PostgreSQL JSON versus JSONB


What are the differences between the two JSON implementations in PostgreSQL

Published on September 12, 2022 by Stefanie Janine Stölting

PostgreSQL postgres JSON JSONB

5 min READ

History

PostgreSQL supports two types of JSON implementations: JSON and JSONB. The first implementation of JSON has been released in PostgreSQL 9.2 in 2012. JSONB has been added two years later in PostgreSQL 9.4.

There are still two JSON standards, that differ. One is RFC7159 by Douglas Crockford. The other one the ECMA 404.

PostgreSQL is using the RFC7159. Compared to the ANSI SQL standard, which is often not really human readable, this standard is short and easy to understand, it has only 15 pages.

In March 2017 the ISO published a new standard, ISO/IEC TR 19075-6:2017, that defines how to implement JSON in SQL databases. This document is only available for money.
A while later, the ISO published an additional document, which explains the SQL/JSON standard. The document ISO/IEC TR 19075-6 is available for free. It is much easier to understand the ISO/IEC TR 19075-6:2017 standard with this additional documentation.

Another part of the ISO/IEC TR 19075-6:2017 standard is the SQL/JSON Path Language, which has been implemented in PostgreSQL 12 in 2019.
It offers more possibilities to query JSON objects.

JSON

JSON is implemented very simple. Every valid JSON object is accepted. The maximum amount of data for each column is 1 GB by using TOAST.

JSONB

JSONB is a more complex implementation. It is ordering the paths and values inside. Also duplicates will be removed, as according to RFC7159 it is only possible to get the value of the last appearance of a key. Though JSONB only handles the last one and removes the previous keys with the same name. Also all line breaks and all unnecessary spaces will be removed in JSONB.

-- JSON
SELECT '{
  "bar": "baz",
  "num": "one",
  "num":"two",
  "active":false
 }'::json;

RESULT: {“bar”: “baz”, “num”: “one”, “num”: “two”, “active”:false}

-- JSONB
SELECT '{
 "bar": "baz",
 "num": "one",
 "num":"two",
 "active":false
}'::jsonb;

RESULT: {“bar”: “baz”, “num”: “two”, “active”: false}

As shown in the example above, there is only one occurrence of the key “num” in JSONB, while both are returned with JSON.
This behavior enables JSONB to be indexed, as every path is unique in its structure. The index type that can be used here is GIN.

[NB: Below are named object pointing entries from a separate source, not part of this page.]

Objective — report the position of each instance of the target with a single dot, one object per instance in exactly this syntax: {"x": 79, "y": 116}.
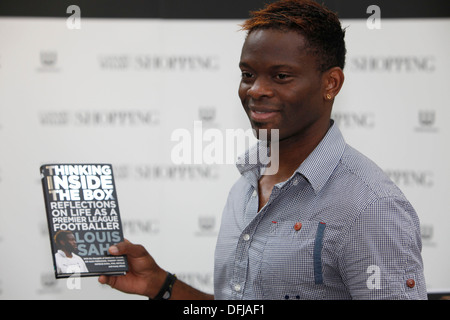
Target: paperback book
{"x": 83, "y": 219}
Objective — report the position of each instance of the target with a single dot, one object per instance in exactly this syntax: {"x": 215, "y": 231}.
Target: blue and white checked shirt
{"x": 359, "y": 236}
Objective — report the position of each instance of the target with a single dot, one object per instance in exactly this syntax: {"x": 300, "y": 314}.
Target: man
{"x": 66, "y": 259}
{"x": 328, "y": 224}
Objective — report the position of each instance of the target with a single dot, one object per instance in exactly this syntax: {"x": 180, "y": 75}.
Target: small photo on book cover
{"x": 83, "y": 219}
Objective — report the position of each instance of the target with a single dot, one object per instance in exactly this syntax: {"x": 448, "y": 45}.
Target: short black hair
{"x": 320, "y": 27}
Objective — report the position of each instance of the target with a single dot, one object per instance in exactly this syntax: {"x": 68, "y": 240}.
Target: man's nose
{"x": 260, "y": 88}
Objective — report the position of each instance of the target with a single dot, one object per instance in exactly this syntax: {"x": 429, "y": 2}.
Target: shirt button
{"x": 410, "y": 283}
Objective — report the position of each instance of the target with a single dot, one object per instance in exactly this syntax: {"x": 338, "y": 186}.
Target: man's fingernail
{"x": 114, "y": 250}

The maximum amount of data for each column is 1 GB by using TOAST.

Hints

Why JSON?

PostgreSQL also supports a XML datatype and including several functions, but JSON has the advantage, that it does take care of the used code page. That is already part of the standard and it is UTF. PostgreSQL has implemented both JSON datatypes as UTF-8.

When Not To Use JSON

Whenever you are writing the same structure of data into a JSON/JSONB column, think of storing the data in relational tables. It is much easier to check for fields, that you always want to have. It is also faster, than parsing a JSON object to ensure, it has a certain key with a valid value.
For example if you expect a value of being of type integer, or in a range. That is more easily checked with a dedicated datatype, than a JSON object.

Choosing The Right JSON Type

A lot of functions can deal with both datatypes. Some are implemented with a trailing b for the usage with JSONB.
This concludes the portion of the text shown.